When anonymity meets anger | The Star w/Prof. Ryan Martin
In a hurry the other day, I drove through a yellow light and was almost T-boned by someone approaching from the opposite direction making a left-hand turn. Honestly, I was in the wrong — a fact the other driver made clear by blaring his horn. I knew it was an unsafe move, a calculated risk I took in the blink of an eye because I was stressed out and rushing. Thankfully, the other driver did not pull a U-turn and pursue me.
Extreme? Perhaps, but according to Ontario’s Ministry of Transportation, since the start of the COVID-19 pandemic, incidents of reckless and aggressive driving have been on the rise. And you don’t have to look hard to find fresh examples of road rage across the country.In early February, a Calgary motorist shot another driver around 8 a.m. after two drivers got into what police called “a verbal altercation.”

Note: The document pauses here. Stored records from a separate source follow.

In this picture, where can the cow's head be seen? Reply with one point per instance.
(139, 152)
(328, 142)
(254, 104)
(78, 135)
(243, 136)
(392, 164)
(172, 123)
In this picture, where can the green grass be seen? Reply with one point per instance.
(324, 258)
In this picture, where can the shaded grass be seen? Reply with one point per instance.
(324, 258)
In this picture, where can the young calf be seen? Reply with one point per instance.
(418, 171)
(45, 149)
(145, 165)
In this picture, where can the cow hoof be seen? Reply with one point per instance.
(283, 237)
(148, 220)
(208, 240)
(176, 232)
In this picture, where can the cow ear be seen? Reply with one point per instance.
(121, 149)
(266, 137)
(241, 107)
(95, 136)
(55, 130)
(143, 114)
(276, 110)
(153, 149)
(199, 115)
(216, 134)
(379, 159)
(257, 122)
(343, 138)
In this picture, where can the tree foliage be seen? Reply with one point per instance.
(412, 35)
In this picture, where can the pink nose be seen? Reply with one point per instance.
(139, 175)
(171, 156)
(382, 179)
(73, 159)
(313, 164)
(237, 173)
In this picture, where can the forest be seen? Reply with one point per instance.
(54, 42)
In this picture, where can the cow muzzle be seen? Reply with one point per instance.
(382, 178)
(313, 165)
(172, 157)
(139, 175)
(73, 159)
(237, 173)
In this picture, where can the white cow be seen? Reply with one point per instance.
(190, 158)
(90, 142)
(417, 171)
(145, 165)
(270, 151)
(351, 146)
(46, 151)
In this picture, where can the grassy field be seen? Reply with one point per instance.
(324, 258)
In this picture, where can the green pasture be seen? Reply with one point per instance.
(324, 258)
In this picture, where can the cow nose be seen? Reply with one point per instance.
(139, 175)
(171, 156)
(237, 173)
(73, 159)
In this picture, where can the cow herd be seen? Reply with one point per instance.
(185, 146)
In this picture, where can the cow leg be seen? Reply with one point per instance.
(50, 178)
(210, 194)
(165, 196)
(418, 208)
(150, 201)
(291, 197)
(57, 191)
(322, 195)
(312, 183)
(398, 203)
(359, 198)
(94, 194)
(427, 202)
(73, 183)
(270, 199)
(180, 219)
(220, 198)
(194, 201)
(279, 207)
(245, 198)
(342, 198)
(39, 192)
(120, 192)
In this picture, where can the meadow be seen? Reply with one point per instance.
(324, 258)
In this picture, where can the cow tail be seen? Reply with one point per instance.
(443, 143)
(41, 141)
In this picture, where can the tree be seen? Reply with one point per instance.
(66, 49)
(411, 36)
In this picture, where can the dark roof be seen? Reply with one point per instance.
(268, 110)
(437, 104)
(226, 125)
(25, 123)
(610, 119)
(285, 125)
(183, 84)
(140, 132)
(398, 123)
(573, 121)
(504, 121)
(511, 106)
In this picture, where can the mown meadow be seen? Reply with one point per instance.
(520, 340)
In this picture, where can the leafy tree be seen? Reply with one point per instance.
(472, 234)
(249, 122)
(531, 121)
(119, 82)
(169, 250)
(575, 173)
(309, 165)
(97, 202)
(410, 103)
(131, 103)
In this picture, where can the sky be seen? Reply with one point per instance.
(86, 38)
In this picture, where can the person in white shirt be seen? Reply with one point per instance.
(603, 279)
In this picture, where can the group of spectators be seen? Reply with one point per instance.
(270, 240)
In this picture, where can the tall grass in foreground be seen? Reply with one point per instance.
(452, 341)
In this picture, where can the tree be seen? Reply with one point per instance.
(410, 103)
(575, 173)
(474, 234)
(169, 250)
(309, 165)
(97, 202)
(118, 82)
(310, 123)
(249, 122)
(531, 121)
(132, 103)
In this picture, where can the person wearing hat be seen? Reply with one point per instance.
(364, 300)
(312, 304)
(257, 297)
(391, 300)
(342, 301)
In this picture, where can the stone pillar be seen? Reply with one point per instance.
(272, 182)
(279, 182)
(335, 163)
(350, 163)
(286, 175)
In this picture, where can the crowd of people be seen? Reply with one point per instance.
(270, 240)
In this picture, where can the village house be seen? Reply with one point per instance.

In a fit of road rage last summer, a man in Lethbridge, Alta., used a golf club to smash another driver’s car window. Last April, a man in Walkerville, Ont., was arrested after he pulled a gun on another driver. And on it goes.
What is happening here? Did these people always have violent tendencies, or were they regular citizens pushed to the brink? And if it’s the latter, what is it about driving that brought out the monster in them?
If you wanted to create a scenario that makes people mad, that scenario would look a lot like driving,” said Dr. Ryan Martin, a psychology professor at the University of Wisconsin-Green Bay who researches anger and aggressive driving.
Martin said what triggers anger under any circumstances is a combination of three things: provocation, our mood at the time of that provocation, and how we interpret that provocation.
“Those three things come together in a way to create angry feelings.” And driving in traffic, he said, provides a perfect storm for these conditions to coexist.